I came across Katrina Fernandez’ column panning this piece of art, titled Haute Sphere, installed at the Cathedral in Los Angeles this month. She identifies it as a Nativity scene, and concludes it is profoundly inadequate.
I clicked through to read the writeup in the SoCal Catholic paper, where it is described actually as a “Nativity artwork”, which is not quite the same thing as a Nativity scene.
“Haute Sphere” is a geodesic dome hand-crafted of 48 triangular panels of bisque porcelain with stars made of porcelain with platinum finish affixed to its interior and measuring 12 feet in height. Its impressive central feature is an engraved circular porcelain disc “aureole” with 24-carat gold finishes that rests on a bed of sand.
The piece has variable lighting that dramatically illuminates the scene and is enhanced by pre-recorded chants in Aramaic…
What strikes me about this piece is that it seems to render the Nativity in the key of a very high Christology, one that emphasizes the divinity of Christ and underplays his humanity. It is the Nativity as presented by the prologue of the Gospel of John, which incidentally was the gospel for Christmas morning Mass this year. Unlike Matthew and Luke (which we heard at Midnight Mass), John does not give us Mary, Joseph, Bethlehem, animals, angels, or shepherds. Instead, John gives us Creation:
In the beginning was the Word,
and the Word was with God,
and the Word was God.
He was in the beginning with God.
All things came to be through him,
and without him nothing came to be.
What came to be through him was life,
and this life was the light of the human race;
the light shines in the darkness,
and the darkness has not overcome it.
…
And the Word became flesh
and dwelt among us,
and we saw his glory,
the glory as of the Father’s only Son,
full of grace and truth.
This artwork, it seems to me, peers through the flesh of the Incarnation to show that which eyes of faith profess to see: God from God, Light from Light, True God from True God, in the very moment of coming down from heaven to dwell among us. Instead of a baby in a manger, the artist shows us Light from Light.
The problem, of course, is that without the “flesh” part of the Incarnation, there… well, there is no Incarnation, is there, seeing as “incarnation” means “became flesh.” And that’s what drives Fernandez’ dismissal of this piece.

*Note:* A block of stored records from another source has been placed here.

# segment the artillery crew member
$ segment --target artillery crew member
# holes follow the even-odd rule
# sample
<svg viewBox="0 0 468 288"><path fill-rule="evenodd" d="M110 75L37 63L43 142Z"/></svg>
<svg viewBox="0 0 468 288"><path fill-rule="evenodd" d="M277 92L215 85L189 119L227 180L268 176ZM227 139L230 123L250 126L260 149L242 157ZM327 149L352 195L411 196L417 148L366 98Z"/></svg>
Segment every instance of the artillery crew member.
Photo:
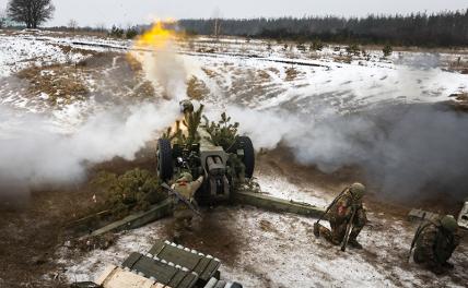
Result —
<svg viewBox="0 0 468 288"><path fill-rule="evenodd" d="M344 239L348 239L344 247L346 244L350 244L353 248L362 249L356 238L367 223L365 209L362 205L364 194L365 187L361 183L353 183L348 187L334 200L330 206L328 206L326 215L324 215L328 217L331 231L317 221L314 224L314 235L316 237L323 236L335 245L339 245ZM347 228L349 225L352 225L352 230L349 233L349 238L347 238Z"/></svg>
<svg viewBox="0 0 468 288"><path fill-rule="evenodd" d="M411 250L416 244L414 262L435 274L453 268L454 265L447 261L460 242L457 228L457 220L452 215L445 215L436 221L420 226L411 244Z"/></svg>
<svg viewBox="0 0 468 288"><path fill-rule="evenodd" d="M184 172L172 187L172 189L177 191L180 196L184 196L190 203L195 203L194 194L201 187L203 177L200 176L196 181L192 180L190 173ZM176 197L174 203L174 240L177 241L180 238L182 231L190 227L192 218L192 209Z"/></svg>

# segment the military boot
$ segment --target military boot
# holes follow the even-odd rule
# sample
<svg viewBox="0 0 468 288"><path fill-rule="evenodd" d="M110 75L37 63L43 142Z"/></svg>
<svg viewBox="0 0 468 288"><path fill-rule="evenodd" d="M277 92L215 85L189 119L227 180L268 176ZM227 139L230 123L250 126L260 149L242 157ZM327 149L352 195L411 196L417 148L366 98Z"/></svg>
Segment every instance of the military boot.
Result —
<svg viewBox="0 0 468 288"><path fill-rule="evenodd" d="M314 235L315 237L320 237L320 225L318 223L314 223Z"/></svg>
<svg viewBox="0 0 468 288"><path fill-rule="evenodd" d="M348 240L348 244L352 248L355 248L355 249L362 249L361 243L358 242L358 240L355 240L355 238Z"/></svg>

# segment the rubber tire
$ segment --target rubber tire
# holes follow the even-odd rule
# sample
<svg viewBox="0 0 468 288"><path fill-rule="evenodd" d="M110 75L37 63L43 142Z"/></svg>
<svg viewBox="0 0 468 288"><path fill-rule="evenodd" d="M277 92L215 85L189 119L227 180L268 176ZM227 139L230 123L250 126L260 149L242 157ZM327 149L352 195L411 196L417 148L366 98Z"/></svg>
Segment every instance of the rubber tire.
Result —
<svg viewBox="0 0 468 288"><path fill-rule="evenodd" d="M251 140L248 136L238 136L237 144L235 145L237 148L244 149L244 158L242 161L245 166L245 177L251 178L255 169L255 149L254 144L251 144Z"/></svg>
<svg viewBox="0 0 468 288"><path fill-rule="evenodd" d="M157 140L157 176L166 182L171 180L174 175L173 167L173 153L171 148L171 141L168 139Z"/></svg>

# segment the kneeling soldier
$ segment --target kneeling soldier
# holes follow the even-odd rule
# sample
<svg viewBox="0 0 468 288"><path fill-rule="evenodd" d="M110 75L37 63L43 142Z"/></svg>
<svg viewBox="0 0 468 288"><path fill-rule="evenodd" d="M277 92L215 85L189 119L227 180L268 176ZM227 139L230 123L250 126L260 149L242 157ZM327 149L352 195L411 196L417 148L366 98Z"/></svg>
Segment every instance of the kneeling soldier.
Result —
<svg viewBox="0 0 468 288"><path fill-rule="evenodd" d="M440 220L418 228L411 244L411 250L416 244L414 262L435 274L453 268L454 265L447 261L460 242L457 228L457 220L452 215L445 215Z"/></svg>
<svg viewBox="0 0 468 288"><path fill-rule="evenodd" d="M178 192L180 196L185 197L188 202L195 203L194 194L200 188L203 182L203 177L200 176L196 181L192 181L192 177L188 172L184 172L173 184L172 189ZM194 212L186 203L175 197L174 203L174 240L180 239L183 230L187 229L191 225L194 218Z"/></svg>
<svg viewBox="0 0 468 288"><path fill-rule="evenodd" d="M314 235L324 236L329 242L339 245L347 236L348 225L353 225L349 235L348 244L362 249L358 242L358 235L367 223L365 209L362 205L362 197L365 194L365 187L354 183L348 187L327 208L331 231L317 223L314 224ZM344 243L346 247L346 243ZM342 247L343 249L343 247Z"/></svg>

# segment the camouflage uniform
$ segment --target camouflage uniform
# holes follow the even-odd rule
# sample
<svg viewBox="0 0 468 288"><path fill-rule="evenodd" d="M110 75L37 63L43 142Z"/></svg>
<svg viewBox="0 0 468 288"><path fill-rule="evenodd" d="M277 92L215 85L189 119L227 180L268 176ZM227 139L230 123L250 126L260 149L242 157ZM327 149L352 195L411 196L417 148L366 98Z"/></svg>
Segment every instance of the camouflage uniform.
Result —
<svg viewBox="0 0 468 288"><path fill-rule="evenodd" d="M362 248L356 241L358 235L361 232L364 225L367 223L365 209L362 205L362 197L355 199L348 188L336 203L330 207L327 217L330 221L331 231L323 225L316 224L314 226L314 233L316 236L324 236L326 240L335 245L339 245L347 232L347 226L352 216L353 209L356 209L353 218L353 227L349 236L348 243L355 247Z"/></svg>
<svg viewBox="0 0 468 288"><path fill-rule="evenodd" d="M444 229L441 221L428 223L416 235L413 260L436 274L443 273L453 265L447 263L460 242L456 230Z"/></svg>
<svg viewBox="0 0 468 288"><path fill-rule="evenodd" d="M182 196L190 202L194 202L194 194L201 187L203 177L200 176L196 181L191 181L191 175L185 173L172 187ZM194 218L194 212L178 199L174 199L174 238L179 238L180 232L190 226Z"/></svg>

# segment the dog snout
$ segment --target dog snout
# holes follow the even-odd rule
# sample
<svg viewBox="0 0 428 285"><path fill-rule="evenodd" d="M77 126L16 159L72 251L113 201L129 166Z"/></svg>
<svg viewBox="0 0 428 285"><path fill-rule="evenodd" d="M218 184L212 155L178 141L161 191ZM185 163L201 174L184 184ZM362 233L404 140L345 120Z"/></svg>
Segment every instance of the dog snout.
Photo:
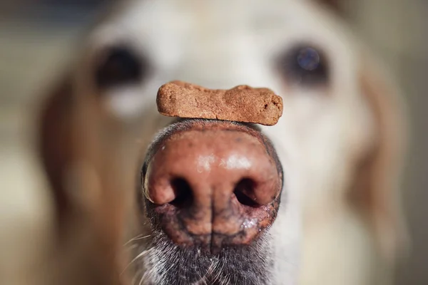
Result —
<svg viewBox="0 0 428 285"><path fill-rule="evenodd" d="M272 145L245 125L185 125L165 135L147 164L149 214L180 245L213 251L249 244L272 224L279 207L282 175Z"/></svg>

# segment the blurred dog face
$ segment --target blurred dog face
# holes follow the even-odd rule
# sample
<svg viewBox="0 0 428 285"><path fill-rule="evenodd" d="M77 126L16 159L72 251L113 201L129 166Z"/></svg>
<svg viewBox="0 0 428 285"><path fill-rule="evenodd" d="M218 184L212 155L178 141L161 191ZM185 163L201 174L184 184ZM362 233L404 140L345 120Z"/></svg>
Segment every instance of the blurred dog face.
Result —
<svg viewBox="0 0 428 285"><path fill-rule="evenodd" d="M388 229L395 227L395 209L391 209L389 200L392 194L383 182L384 176L392 172L382 171L378 173L380 177L373 175L374 182L372 163L367 162L374 153L384 148L384 137L390 135L379 130L380 127L389 128L389 123L380 122L392 120L379 113L379 108L384 108L384 103L379 102L384 99L379 99L377 89L372 88L369 75L372 71L363 66L367 61L340 21L305 1L131 1L91 33L72 73L70 84L78 102L74 108L79 110L72 111L72 117L91 114L86 118L96 123L85 123L88 121L85 119L78 126L71 125L76 132L86 130L83 133L88 138L97 138L82 144L78 142L82 136L76 135L78 138L73 137L72 141L80 143L77 147L80 150L75 150L73 155L63 155L64 162L46 160L48 173L52 180L56 176L52 173L61 171L56 177L63 177L63 172L68 170L63 167L52 170L54 165L89 161L97 183L106 183L99 182L105 175L119 177L122 182L127 177L128 182L122 185L130 191L133 187L129 181L134 181L133 175L138 177L137 195L127 195L133 204L138 205L138 226L132 234L136 237L128 244L131 245L133 269L127 267L137 284L293 284L300 270L314 278L317 271L326 269L323 264L329 264L330 269L334 266L329 261L332 250L340 252L326 245L331 239L325 244L325 237L316 240L322 225L335 223L335 217L355 211L367 216L368 224L375 224L374 227L380 224L383 229L380 231L385 231L382 232L391 232ZM144 155L136 158L138 152L144 153L148 147L149 156L155 156L160 147L159 140L172 140L185 125L190 130L200 128L193 125L200 123L188 120L168 126L173 122L157 113L157 90L174 79L213 88L240 84L265 86L282 95L284 101L283 115L273 127L259 130L244 125L223 126L240 128L243 133L268 138L276 150L272 157L277 157L276 166L282 170L283 186L273 219L260 229L263 232L245 244L240 239L238 245L220 247L220 253L201 252L203 247L195 239L190 246L188 243L183 247L182 239L171 237L174 234L165 229L168 227L157 216L155 205L143 195L148 191L145 167L149 167L151 162ZM389 108L384 106L385 110ZM94 129L102 131L93 132ZM116 134L112 140L116 142L105 146L100 135L108 132ZM224 138L225 140L218 142L219 145L230 143L228 137ZM397 141L396 138L389 138ZM136 144L136 140L140 142ZM121 147L126 151L118 151ZM396 149L388 150L382 158L390 157ZM110 165L116 165L114 170L106 170L106 156ZM360 177L362 165L371 170L367 170L372 173L368 178ZM382 165L385 167L384 162ZM355 186L356 181L365 183L364 190ZM376 183L378 192L372 187ZM358 198L352 196L350 203L349 195L355 192ZM115 195L118 195L108 199L110 206L126 201L123 197L116 200ZM359 204L362 201L365 207ZM126 202L121 204L120 209L128 205ZM373 209L379 205L383 214ZM91 207L106 206L98 202ZM184 210L180 211L175 212L179 215ZM352 219L346 221L354 222ZM131 227L120 222L116 226L111 228L120 231L118 229ZM340 229L338 226L332 234L338 240L342 237ZM376 229L374 232L379 231ZM304 255L300 269L302 242ZM347 244L352 246L352 242ZM359 249L359 245L355 246ZM305 250L310 247L325 247L311 252Z"/></svg>

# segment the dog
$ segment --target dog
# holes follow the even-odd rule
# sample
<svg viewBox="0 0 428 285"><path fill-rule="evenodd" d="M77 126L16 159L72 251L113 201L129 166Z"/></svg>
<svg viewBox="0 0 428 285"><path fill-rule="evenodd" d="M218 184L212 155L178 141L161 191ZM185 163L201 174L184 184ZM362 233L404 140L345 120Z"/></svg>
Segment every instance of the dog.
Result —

The dual-nature Christology embraced by most Christians as orthodox lives in the tension between two heresies, and can easily slip into one (considering Christ either fully human and not at all divine) or the other (fully divine and not actually human). One might argue that this piece fails by committing the latter error: there is no humanity in Haute Sphere. (Although I find both the sand, with its allusion to the connotation of “pitching one’s tent” possessed by the Greek term that is translated as “dwelt”, and the Aramaic chant to be hints in that direction.)
Personally I find it rather apt that this piece made its American debut at the same time as the new translation of the Roman missal. In fact I was tempted to title this blog post “A Consubstantial Nativity.” There are those who think this very high-church language properly renders the ineffable mystery that we profess; and there are those who find it so far distant from our ordinary human experience as to be incomprehensible and irrelevant.
Both in language and in art, I believe we need an abundance of both kinds of images, rather than trying to find one perfect happy medium. Both high and low Christology, both high and low diction for our prayer, never excluding either. Would I want Haute Sphere in my church instead of a traditional Nativity scene? No. Alongside it? Absolutely.
Debra Dean Murphy does a lovely job reflecting on Luke and John held together, and I’ll give her the last word:
Luke chapter 2 can easily be reduced to Christmas pageant nostalgia; John’s prologue can leave us bewildered by a form and formality hard to warm to. But together, on Christmas Eve and Christmas Day, the full picture of salvation history comes into view: the familial and the philosophical; the provincial and the universal, the personal and the cosmic. And we find our place in a story that at once traverses the dusty roads of Nazareth and the farthest galaxies of the heavens. For unto us is born this day in the city of David a Savior, who is Christ the Lord: in him was life, and the life was the light of all people.